Further, I encourage you to drop the mindset that real development is about writing everything by hand

Of course, but you must not ignore the amount of time, mental effort and brain cells taken to learn a new technology. Measuring the productivity effort by means of LOC only is extremely reductive, and does not reflect all the energy spent on actual development. To not say of free volunteers: mandating each one of them to unit test their code while forcing a (possibly) foreign testing framework is likely to cause barriers in what they can individually contribute. Hence the choice of the more popular, albeit simpler, unittest module.

I hope this ends our friendly diatribe :-), and that the exchange of ideas can form a more accurate judgement on what strategy to follow to the appointed maintainers.

kurtmckee commented 5 years ago

Re: coding styles

This discussion is not about coding style.

Re: using a debugger when unit tests fail

The point of unit tests is to validate that code functions the way it is supposed to. The testing methodology is just as important as the testing result itself. Your for loop method prevents the unit tests from being helpful because it not only prevents you from receiving useful output when a failure occurs, it further prevents all subsequent assertions in the for loop from executing. Suggesting that developers should use a debugger on their unit tests implicitly acknowledges that the testing methodology is flawed but yet still demonstrates a blindness to the issue.

Re: Measuring productivity by lines of code

Point of order: you alone have mentioned LOC. Twice.

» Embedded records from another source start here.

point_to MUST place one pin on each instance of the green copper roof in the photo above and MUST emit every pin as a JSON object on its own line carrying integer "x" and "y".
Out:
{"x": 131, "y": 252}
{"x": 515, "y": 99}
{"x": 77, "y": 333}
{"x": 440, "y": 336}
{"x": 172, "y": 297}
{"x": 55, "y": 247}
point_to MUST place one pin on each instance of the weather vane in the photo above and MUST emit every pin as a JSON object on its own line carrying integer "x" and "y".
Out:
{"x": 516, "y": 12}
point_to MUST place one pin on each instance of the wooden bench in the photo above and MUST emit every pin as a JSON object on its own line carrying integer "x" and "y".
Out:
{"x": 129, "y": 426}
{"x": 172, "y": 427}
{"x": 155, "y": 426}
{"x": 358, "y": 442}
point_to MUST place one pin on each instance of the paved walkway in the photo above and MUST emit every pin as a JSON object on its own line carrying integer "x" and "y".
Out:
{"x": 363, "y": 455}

My point was and is: pytest gives better failure reporting, and pytest's parametrized tests capture the idea of using for loops in unit tests but give you the information you need when they fail.

Re: forcing a foreign testing framework

It's clear that you haven't tried using tox to run the tests; if you had you would discover that it automatically tests all versions of Python for you all at once, it automatically manages all of the testing dependencies for you in a virtual environment (including installing pytest and pytest-cov), it automatically generates a complete HTML coverage report for you, and it still runs all of the unittest-based tests that have already been written.

It is far, far more advanced and helpful than what you're currently using, and has zero impact on your current development methodology.

Please merge or close this PR. Thanks!

acsor commented 5 years ago

Please merge or close this PR. Thanks!

To reject such precious changes would be reckless. Please be patient, it will be a little time before either me or @claird will manage to acknowledge your code.

acsor commented 5 years ago

@kurtmckee although I'm almost done integrating your changes, do you recommend a merging strategy with regard to the way you submitted your PRs?